Synchrotron XRPD data were acquired using the large Debye-Scherrer camera installed at the SPring-8 BL02B2 beamline, employing an imaging plate as a detector. The N₂ gas flow system was also installed to allow for low-temperature experiments (down to 77 K).
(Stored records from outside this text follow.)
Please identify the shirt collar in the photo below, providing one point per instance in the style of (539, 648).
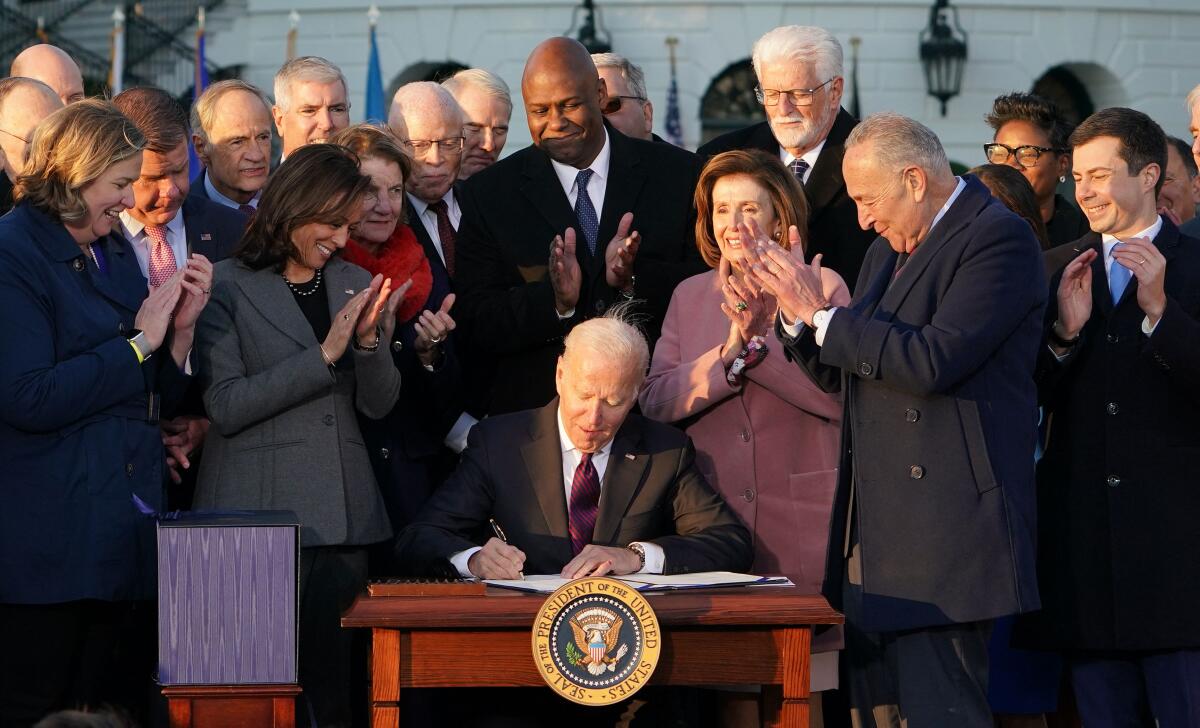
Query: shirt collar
(1151, 233)
(565, 443)
(599, 166)
(215, 196)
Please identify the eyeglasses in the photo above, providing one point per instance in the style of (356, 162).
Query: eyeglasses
(1027, 155)
(612, 104)
(420, 148)
(799, 97)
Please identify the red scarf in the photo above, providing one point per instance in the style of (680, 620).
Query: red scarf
(400, 259)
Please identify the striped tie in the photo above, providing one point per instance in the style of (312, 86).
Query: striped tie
(585, 504)
(162, 259)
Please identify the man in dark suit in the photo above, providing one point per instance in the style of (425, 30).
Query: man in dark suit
(1117, 542)
(931, 535)
(546, 238)
(540, 475)
(232, 136)
(166, 227)
(807, 128)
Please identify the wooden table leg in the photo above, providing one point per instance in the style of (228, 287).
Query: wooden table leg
(384, 678)
(787, 705)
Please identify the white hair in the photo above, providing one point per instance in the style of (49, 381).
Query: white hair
(799, 44)
(306, 67)
(424, 97)
(629, 71)
(483, 79)
(900, 142)
(615, 338)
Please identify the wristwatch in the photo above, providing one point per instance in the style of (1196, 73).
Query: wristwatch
(637, 548)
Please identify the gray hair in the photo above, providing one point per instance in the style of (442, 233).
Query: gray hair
(483, 79)
(629, 71)
(7, 85)
(900, 142)
(204, 110)
(799, 44)
(306, 67)
(423, 96)
(615, 337)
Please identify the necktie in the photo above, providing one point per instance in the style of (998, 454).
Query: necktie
(589, 222)
(1119, 277)
(445, 233)
(799, 168)
(585, 503)
(162, 259)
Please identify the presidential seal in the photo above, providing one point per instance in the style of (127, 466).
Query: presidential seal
(597, 641)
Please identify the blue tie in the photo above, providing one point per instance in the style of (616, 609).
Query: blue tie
(1119, 277)
(589, 223)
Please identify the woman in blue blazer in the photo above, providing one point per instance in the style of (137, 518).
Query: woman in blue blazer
(90, 362)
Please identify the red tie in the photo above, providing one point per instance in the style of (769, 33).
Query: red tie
(585, 503)
(445, 232)
(162, 258)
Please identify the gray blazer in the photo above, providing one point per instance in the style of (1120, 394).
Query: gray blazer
(285, 429)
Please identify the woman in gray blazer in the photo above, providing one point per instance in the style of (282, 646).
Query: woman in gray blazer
(288, 352)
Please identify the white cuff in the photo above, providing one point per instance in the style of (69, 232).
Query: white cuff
(654, 558)
(462, 558)
(456, 439)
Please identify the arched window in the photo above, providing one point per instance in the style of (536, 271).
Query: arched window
(729, 103)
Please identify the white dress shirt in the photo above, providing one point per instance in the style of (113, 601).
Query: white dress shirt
(809, 156)
(216, 197)
(793, 329)
(430, 218)
(177, 238)
(571, 458)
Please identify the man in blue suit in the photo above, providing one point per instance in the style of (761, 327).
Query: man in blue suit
(165, 226)
(933, 524)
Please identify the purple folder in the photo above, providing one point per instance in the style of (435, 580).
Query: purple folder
(227, 597)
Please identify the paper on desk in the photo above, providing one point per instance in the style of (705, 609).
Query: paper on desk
(648, 582)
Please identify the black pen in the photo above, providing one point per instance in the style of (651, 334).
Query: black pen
(499, 534)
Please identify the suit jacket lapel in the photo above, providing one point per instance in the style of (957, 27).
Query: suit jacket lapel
(544, 462)
(623, 477)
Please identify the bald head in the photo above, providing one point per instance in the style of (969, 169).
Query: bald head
(52, 66)
(24, 102)
(429, 121)
(563, 95)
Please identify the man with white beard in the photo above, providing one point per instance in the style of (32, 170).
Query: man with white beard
(801, 83)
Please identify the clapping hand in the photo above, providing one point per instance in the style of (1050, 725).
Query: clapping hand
(621, 253)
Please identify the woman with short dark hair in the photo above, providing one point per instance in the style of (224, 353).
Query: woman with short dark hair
(291, 353)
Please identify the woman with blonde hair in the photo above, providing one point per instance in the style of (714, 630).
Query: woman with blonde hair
(90, 364)
(766, 438)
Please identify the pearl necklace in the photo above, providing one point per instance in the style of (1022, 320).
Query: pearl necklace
(295, 288)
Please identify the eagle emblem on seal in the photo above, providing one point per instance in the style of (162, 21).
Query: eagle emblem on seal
(597, 633)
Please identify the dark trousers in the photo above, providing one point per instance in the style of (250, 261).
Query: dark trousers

Electronic absorption and luminescence spectra were recorded on a photo spectrometer UV-3100 Shimadzu (Kyoto, Japan) an absolute specular reflectance attachment and a fluorophoto spectrometer Fluorolog 3–22 Horiba Jobin-Ybon Ltd. (Kyoto, Japan), respectively. Emission decay curves were obtained using a Quantaurus-tau C11367-12 , Hamamatsu Photonics K. K. (Hamamatsu, Japan) with excitation via a xenon flash lamp with a band-path filter (λ_ex = 340 nm) and an LED light source for the measurement of ff emission and phosphorescence lifetimes, respectively. The fluorescence quantum yields were determined using a C9920-02 Absolute PL Quantum Yield Measurement System, Hamamatsu Photonics K. K. In situ luminescence spectra at high temperatures were recorded on USB2000 spectrometer equipped with an optical fiber, Ocean Optics Inc. (Dunedin, FL, USA) under UV light.

4. Conclusions

We demonstrated that the intramolecular energy transfer in a helical Eu complex (EuL) is accelerated in ILs, resulting in higher emission efficiencies relative to those obtained in organic solvents. The single helical structure of EuL is evidently maintained in both [BMIM][PF₆] and [EMIM][PF₆], just as in acetonitrile. EuL in [BMIM][PF₆] generates bright red luminescence with a quantum yield of 32.3%. This value is significantly greater than that in acetonitrile (12%). Estimations of rate constants associated with energy relaxation show that the energy transfer process is more efficient in [BMIM][PF₆]. This effect is attributed to the suppression of molecular fluctuations in the ligand. Both the helical structure and strong luminescence of EuL can be maintained in [EMIM][PF₆] up to 120 °C. To the best of our knowledge, this is the first report of enhanced intramolecular energy transfer in a Eu complex following stabilization of the coordination structure in ILs. These data suggest that the luminescence of various other lanthanide complexes should also be enhanced in ILs.